Dari segi infrastruktur, Indonesia sudah mulai membangun tol laut sejak tahun 2015. Tol laut merupakan sistem transportasi antarpulau menggunakan kapal-kapal besar untuk distribusi logistik. Sistem ini penting bagi Indonesia yang merupakan negara kepulauan.
Selain membangun tol laut, pemerintah juga perlu meningkatkan kapasitas armada penangkapan ikan Indonesia, terutama ukuran kapal di atas 10 gross tonnage (GT).
Hingga kini, kemampuan armada penangkapan ikan Indonesia masih didominasi oleh kapal ukuran kecil dan perikanan skala kecil yang lebih banyak beroperasi di perairan pesisir sampai dengan 12 mil.
Ini menyebabkan kondisi kekosongan armada di perairan kita, terutama di perairan ZEE (Kawasan Ekonomi Khusus), 200 mil dari pulau terluar. “Konsekuensinya, banyak kapal-kapal asing tidak berizin yang mencuri sumber daya ikan Indonesia atau illegal fishing,” kata Prof. Zuzy.
Selanjutnya, pengelolaan kawasan laut Indonesia pada dasarnya dapat dioptimalkan dengan menggunakan kerangka ekonomi biru (blue economy), sebuah konsep tata kelola laut secara berkelanjutan untuk mencapai pertumbuhan ekonomi.
Konsep pembangunan ekonomi biru ini diadaptasi untuk ekonomi kelautan yang dikenal dengan semboyan “Blue Sky, Blue Ocean” di mana “ekonomi tumbuh, rakyat Sejahtera, tetapi langit dan laut tetap biru”.

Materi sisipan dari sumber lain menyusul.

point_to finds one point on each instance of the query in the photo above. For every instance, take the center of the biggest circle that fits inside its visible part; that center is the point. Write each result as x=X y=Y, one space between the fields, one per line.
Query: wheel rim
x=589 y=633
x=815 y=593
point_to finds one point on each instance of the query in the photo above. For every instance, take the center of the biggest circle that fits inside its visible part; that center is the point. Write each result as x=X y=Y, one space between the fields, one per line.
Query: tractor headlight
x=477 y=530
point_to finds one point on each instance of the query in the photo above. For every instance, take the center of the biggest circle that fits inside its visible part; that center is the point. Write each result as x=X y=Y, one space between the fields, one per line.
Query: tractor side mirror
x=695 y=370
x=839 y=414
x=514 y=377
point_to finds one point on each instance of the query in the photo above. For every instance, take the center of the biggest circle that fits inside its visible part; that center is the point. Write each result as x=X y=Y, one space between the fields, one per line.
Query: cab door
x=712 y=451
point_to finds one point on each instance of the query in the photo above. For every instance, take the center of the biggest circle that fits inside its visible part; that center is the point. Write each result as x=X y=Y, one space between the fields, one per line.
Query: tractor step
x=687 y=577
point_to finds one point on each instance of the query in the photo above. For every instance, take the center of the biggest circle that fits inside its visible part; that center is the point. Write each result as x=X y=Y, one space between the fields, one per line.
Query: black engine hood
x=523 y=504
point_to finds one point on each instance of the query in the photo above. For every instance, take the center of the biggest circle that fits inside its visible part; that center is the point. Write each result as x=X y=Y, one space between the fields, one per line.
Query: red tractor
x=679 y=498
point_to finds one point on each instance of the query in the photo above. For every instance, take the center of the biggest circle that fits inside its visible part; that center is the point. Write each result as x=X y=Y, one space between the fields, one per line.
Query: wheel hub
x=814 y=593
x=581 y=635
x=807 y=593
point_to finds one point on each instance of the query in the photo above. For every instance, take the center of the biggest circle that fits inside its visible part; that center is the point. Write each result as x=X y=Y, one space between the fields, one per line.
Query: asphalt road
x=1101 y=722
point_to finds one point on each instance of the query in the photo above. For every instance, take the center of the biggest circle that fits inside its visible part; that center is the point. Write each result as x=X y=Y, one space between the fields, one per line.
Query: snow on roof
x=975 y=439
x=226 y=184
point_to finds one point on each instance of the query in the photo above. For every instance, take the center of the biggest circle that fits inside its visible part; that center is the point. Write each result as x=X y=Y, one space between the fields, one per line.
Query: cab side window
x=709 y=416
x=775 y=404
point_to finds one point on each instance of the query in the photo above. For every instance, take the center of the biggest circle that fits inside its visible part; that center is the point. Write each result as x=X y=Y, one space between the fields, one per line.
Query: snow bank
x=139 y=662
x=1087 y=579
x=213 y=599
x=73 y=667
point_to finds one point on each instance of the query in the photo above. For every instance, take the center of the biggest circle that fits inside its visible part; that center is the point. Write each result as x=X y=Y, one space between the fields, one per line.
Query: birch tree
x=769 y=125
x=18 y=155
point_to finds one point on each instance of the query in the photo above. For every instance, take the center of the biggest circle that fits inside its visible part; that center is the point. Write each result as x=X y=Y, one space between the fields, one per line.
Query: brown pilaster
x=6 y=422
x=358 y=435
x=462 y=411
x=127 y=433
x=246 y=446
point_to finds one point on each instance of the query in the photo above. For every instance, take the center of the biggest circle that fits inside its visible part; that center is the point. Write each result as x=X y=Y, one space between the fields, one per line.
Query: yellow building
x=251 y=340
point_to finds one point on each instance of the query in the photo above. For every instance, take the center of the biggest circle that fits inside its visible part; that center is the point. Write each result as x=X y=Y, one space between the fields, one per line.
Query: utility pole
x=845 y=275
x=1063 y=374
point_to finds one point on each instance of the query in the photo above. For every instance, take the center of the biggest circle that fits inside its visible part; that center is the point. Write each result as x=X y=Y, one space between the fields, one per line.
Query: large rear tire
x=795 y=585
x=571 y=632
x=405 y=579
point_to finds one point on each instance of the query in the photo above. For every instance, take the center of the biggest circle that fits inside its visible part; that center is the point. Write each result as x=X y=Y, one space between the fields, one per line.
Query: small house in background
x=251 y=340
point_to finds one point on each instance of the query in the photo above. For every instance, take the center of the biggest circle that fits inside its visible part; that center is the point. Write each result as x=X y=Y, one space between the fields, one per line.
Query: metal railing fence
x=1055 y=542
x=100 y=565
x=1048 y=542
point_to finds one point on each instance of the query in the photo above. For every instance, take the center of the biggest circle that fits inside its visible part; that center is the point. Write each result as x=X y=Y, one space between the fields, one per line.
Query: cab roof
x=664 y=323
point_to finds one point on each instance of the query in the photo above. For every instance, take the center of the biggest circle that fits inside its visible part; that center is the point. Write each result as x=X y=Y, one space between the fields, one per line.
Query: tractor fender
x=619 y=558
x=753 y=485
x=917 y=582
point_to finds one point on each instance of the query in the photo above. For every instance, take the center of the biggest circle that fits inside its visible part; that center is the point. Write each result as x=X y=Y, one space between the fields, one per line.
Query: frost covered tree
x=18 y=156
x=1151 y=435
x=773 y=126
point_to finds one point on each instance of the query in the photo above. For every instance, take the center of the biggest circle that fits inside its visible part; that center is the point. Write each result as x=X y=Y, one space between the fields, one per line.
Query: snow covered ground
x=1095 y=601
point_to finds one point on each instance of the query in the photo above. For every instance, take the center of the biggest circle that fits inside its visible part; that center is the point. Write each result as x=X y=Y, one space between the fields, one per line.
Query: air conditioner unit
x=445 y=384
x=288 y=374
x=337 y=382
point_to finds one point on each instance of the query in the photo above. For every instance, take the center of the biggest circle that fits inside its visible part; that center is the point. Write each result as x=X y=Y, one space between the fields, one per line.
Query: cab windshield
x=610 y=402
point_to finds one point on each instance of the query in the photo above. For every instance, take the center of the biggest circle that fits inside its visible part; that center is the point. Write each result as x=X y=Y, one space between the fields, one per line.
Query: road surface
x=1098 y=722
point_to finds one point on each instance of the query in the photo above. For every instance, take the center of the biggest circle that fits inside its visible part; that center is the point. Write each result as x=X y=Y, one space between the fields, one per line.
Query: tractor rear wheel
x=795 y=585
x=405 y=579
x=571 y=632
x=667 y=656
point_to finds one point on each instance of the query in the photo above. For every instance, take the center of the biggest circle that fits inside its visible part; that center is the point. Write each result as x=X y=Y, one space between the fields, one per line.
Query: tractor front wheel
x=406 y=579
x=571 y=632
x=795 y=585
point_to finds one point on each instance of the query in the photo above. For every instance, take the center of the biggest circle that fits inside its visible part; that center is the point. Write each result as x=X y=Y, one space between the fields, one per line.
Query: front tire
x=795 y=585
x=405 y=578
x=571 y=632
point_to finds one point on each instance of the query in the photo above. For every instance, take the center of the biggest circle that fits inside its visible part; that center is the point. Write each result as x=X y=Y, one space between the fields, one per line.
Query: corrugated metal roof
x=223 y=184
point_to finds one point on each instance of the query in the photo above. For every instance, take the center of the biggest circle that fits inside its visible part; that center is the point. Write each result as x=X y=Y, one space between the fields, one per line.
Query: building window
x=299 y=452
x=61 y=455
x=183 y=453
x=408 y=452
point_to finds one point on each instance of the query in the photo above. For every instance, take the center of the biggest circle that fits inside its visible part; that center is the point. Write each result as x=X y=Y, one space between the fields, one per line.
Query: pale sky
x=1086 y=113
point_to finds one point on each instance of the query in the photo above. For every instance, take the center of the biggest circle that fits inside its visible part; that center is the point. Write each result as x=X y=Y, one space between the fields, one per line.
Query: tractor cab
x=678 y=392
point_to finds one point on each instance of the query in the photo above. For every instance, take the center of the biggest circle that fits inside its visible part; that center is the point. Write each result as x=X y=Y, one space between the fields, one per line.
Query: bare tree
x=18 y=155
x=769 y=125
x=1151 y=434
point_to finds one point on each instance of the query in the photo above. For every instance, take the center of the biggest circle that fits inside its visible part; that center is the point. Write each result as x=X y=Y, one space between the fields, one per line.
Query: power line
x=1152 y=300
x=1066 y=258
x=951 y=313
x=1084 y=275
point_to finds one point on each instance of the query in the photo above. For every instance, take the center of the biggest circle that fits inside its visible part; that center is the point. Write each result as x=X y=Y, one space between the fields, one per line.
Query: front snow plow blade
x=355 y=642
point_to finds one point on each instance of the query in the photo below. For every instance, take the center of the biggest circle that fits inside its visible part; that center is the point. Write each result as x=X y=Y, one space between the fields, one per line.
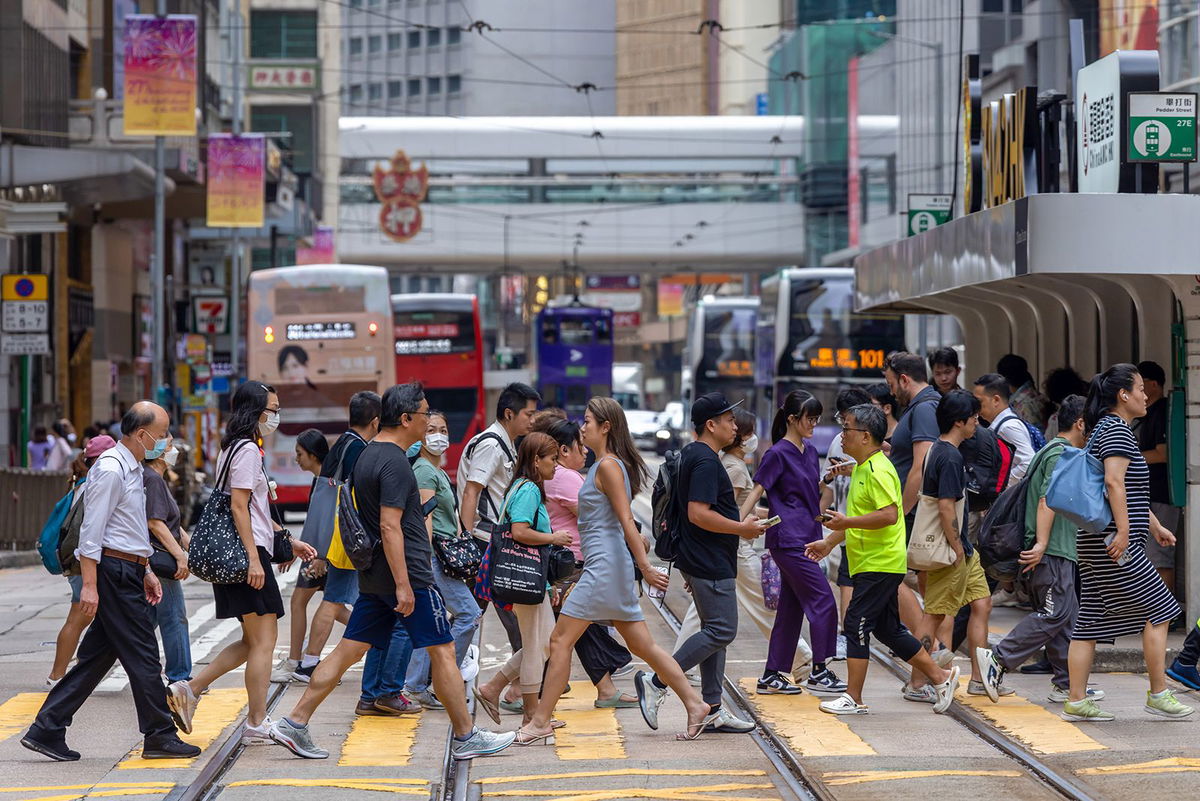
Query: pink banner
x=160 y=76
x=237 y=176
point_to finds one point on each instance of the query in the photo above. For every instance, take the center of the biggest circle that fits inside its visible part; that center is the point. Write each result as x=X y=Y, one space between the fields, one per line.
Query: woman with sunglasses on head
x=790 y=475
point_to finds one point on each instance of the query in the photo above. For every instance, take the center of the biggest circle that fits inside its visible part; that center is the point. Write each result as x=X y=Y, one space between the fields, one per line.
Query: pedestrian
x=790 y=475
x=751 y=601
x=711 y=529
x=606 y=591
x=77 y=619
x=525 y=509
x=119 y=590
x=397 y=586
x=943 y=367
x=435 y=483
x=256 y=602
x=167 y=535
x=1048 y=561
x=873 y=530
x=311 y=450
x=948 y=589
x=485 y=471
x=1151 y=432
x=600 y=655
x=1029 y=404
x=1120 y=591
x=341 y=580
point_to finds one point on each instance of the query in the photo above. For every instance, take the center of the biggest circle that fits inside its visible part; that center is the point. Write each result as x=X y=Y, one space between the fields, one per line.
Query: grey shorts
x=1163 y=556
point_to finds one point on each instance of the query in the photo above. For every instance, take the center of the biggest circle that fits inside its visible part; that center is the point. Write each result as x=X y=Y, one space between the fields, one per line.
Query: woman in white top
x=255 y=413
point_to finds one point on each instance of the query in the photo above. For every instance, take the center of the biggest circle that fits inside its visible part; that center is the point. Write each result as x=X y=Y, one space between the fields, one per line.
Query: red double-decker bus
x=439 y=343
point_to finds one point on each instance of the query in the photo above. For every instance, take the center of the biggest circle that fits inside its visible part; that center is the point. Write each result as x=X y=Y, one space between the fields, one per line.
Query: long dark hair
x=798 y=403
x=247 y=405
x=1102 y=392
x=621 y=443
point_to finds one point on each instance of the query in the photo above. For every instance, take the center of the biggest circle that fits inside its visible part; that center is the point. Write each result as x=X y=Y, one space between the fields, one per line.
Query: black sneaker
x=55 y=751
x=173 y=748
x=825 y=684
x=774 y=684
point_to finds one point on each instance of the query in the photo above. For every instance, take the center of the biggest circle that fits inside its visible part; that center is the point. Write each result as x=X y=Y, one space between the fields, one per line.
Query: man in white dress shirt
x=118 y=589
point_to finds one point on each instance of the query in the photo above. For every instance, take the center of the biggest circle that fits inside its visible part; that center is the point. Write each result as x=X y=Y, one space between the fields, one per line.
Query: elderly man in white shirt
x=119 y=589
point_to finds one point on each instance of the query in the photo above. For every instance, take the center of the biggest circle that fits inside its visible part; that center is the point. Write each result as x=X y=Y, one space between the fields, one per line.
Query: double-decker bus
x=439 y=343
x=822 y=344
x=317 y=333
x=720 y=350
x=574 y=355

Berbagai praktik pengelolaan ekonomi biru, seperti ekowisata, pembayaran jasa lingkungan, penghijauan pesisir dengan menanam mangrove, inovasi produk-produk kelautan skala kecil yang ramah lingkungan, sudah dilakukan di perairan Indonesia.
“Harapannya, kita akan dapat membangun ekonomi kelautan yang sehat, efisien, dan berkelanjutan,” ujarnya.
Dari segi investasi, sektor kelautan perlu menerapkan sistem yang menguntungkan tanpa merusak lingkungan dengan memadukan modal swasta (filantropi atau hibah), publik, dan pemerintah (subsidi) untuk mendanai proyek pemulihan ekosistem pesisir laut secara berkelanjutan
Model investasi ini juga bisa diterapkan dalam membangun infrastuktur laut, seperti pelabuhan, sarana dan prasarana untuk energi laut terbarukan, hingga riset.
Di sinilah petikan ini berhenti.